BOVA: Fred Pohl once remarked, after hearing someone introduce me as the man who filled John Campbell's shoes, that I also filled his chair. I think was referring to the size of my butt. Be that as it may, it was exciting to be the editor of Analog. The management of The Condé Nast Publications, Inc., certainly provided me with all the encouragement they could, and Katherine Tarrant stayed on to help me find my way. Kay had been John's assistant since he'd started on the magazine in 1937.

How did I get the job? When John died so suddenly, the management asked Kay Tarrant to draw up a list of contributors to the magazine who had written both science fiction and science fact. Kay, in turn, asked half a dozen of the magazine's major contributors to draw up such lists. Apparently my name was on each one of them. A year after I started at Analog I asked the man who had hired me - who was now the president of Condé Nast - why he had picked me. After all, there were much more distinguished people available for the job.
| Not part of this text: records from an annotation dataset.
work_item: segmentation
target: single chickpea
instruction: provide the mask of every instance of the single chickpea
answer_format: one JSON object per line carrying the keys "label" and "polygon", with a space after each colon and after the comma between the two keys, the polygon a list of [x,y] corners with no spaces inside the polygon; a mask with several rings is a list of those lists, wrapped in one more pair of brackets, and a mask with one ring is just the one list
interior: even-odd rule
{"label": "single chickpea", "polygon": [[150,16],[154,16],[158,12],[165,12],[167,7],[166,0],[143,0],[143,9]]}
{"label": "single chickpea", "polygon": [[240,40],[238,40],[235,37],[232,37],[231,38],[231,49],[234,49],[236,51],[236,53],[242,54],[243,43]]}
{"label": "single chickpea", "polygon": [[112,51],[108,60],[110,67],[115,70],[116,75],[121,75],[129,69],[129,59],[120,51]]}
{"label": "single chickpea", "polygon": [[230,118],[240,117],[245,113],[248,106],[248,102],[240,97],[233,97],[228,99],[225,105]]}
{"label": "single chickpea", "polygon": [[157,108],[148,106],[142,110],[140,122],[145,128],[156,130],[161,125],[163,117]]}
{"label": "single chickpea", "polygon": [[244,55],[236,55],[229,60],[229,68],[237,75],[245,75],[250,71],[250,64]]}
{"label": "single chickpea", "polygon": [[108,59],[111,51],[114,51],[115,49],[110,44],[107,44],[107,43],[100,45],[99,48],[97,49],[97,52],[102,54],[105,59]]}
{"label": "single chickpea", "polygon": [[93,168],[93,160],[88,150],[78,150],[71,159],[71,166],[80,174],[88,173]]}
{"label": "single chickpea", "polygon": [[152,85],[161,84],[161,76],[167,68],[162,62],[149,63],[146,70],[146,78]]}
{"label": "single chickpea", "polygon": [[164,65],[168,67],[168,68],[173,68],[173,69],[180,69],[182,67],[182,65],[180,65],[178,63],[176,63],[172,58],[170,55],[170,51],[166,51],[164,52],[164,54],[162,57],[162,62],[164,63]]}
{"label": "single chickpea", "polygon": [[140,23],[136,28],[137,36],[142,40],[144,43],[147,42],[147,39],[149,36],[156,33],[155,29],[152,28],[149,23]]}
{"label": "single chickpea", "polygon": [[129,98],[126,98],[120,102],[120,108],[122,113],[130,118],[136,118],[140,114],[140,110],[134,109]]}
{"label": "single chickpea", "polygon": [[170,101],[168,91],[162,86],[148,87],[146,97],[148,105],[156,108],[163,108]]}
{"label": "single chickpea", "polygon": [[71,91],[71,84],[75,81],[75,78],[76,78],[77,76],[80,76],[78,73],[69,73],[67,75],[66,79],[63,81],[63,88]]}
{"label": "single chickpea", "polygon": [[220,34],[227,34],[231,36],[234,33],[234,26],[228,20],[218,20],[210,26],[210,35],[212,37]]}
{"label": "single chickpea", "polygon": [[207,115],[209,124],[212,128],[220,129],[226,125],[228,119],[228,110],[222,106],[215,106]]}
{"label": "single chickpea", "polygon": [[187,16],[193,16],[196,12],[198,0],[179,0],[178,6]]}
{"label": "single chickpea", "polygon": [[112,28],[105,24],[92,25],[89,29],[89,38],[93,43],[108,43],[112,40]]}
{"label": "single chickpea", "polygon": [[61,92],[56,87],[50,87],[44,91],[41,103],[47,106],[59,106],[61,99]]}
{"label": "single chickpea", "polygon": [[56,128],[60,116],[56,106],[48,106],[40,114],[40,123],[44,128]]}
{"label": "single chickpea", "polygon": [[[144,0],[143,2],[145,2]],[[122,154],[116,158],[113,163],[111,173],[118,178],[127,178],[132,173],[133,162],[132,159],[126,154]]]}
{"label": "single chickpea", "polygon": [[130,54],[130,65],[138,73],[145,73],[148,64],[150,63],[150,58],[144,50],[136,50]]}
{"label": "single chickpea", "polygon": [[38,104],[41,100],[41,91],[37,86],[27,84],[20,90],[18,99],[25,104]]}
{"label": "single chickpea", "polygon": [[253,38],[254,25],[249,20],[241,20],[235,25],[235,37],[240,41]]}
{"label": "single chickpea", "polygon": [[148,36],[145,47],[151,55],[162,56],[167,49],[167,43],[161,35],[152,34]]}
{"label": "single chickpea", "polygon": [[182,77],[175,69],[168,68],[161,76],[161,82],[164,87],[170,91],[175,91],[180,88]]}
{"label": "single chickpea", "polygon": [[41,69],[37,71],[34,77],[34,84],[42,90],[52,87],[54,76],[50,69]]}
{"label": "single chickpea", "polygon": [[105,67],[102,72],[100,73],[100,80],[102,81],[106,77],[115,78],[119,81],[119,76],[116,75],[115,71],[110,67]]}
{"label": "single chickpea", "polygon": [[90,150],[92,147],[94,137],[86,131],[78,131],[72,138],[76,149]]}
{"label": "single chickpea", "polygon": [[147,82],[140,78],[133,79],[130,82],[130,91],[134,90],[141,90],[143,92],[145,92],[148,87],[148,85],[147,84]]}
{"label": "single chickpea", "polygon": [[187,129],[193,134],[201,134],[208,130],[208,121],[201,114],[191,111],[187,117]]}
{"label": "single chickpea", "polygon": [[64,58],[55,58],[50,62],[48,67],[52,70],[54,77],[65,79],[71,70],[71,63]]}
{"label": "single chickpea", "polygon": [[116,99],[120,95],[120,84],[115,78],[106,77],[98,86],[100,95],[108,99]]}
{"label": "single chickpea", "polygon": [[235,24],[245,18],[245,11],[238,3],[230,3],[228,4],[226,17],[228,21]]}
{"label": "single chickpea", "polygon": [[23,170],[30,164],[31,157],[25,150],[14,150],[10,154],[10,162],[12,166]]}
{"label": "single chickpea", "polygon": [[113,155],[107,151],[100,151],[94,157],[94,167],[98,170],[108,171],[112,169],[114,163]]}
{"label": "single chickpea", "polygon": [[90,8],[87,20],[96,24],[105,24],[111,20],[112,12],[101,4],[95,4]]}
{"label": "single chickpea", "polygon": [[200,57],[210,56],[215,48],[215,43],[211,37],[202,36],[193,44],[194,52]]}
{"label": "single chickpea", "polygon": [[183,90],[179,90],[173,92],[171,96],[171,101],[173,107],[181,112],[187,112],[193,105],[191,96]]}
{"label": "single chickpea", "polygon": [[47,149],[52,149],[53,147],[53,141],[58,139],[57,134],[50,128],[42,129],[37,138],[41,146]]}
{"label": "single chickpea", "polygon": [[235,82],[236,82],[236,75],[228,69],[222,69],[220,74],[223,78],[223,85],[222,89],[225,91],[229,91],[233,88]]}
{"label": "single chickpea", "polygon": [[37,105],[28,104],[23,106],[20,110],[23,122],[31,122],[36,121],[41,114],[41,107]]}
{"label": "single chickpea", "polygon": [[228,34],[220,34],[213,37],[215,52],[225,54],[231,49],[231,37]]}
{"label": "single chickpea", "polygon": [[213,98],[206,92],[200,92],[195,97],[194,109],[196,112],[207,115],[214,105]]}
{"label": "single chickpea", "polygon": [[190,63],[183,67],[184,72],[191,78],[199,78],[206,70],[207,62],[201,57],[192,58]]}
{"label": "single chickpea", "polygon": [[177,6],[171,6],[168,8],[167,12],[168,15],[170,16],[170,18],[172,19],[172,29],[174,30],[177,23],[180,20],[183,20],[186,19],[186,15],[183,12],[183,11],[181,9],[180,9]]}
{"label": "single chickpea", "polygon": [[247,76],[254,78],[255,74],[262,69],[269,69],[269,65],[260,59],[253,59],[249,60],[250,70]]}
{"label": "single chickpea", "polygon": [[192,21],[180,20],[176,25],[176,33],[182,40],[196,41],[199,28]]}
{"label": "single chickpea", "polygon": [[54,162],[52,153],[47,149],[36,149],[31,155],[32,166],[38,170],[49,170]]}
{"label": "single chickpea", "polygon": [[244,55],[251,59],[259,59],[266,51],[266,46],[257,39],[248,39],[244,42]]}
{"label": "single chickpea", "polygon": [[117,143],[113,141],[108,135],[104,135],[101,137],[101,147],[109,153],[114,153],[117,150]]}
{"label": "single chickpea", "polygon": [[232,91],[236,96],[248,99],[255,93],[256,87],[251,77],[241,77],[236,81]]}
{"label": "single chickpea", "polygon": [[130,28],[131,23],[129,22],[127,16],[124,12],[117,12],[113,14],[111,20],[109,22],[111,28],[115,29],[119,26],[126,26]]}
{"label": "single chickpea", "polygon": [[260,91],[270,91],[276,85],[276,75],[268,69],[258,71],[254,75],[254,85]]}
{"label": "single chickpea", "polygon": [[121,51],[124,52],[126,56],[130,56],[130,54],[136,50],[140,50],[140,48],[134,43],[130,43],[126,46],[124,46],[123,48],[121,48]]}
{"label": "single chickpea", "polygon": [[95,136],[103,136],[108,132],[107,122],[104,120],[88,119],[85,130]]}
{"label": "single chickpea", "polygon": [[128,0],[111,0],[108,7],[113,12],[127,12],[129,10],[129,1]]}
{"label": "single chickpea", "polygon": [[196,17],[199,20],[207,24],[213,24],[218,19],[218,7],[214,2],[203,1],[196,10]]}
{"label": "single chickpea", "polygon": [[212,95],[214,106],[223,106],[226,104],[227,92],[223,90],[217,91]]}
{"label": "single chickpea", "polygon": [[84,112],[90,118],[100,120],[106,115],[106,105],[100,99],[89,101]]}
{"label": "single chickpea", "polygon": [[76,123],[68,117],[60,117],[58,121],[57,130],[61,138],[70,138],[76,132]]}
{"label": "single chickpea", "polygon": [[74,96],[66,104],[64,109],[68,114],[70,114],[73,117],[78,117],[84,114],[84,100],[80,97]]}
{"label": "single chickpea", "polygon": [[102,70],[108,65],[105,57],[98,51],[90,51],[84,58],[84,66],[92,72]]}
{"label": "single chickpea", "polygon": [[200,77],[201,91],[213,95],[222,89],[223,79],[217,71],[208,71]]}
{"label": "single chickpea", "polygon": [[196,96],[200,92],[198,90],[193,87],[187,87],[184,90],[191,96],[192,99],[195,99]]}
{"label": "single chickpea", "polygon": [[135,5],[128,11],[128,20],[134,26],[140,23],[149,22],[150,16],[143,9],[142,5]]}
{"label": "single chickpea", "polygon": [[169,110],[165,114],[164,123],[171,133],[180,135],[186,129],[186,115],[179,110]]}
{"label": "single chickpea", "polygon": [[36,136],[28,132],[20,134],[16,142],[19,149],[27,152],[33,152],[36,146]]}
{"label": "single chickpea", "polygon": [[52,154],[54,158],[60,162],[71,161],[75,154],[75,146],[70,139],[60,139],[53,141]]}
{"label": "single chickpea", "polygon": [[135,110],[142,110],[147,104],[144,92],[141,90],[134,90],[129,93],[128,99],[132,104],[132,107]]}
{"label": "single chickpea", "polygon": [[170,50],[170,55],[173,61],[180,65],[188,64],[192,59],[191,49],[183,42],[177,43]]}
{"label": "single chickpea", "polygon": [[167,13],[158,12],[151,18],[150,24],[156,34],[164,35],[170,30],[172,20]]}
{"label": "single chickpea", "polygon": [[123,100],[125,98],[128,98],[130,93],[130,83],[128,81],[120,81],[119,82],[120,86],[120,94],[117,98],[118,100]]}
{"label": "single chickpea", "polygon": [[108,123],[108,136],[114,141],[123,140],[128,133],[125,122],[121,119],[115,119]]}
He told me that none of the "suits" in the company's management knew anything about Analog - except that it made a modest profit every month. They had been content to let Campbell run the show, and continue to bring in a profit. When he got the various lists of potential successors, he told me, he made it his business to read some of the fiction and some of the non-fiction that each person had written for the magazine. "Ben," he exclaimed, "you were the only guy I could understand!" Score one for an apprenticeship on newspapers, where clarity is vital.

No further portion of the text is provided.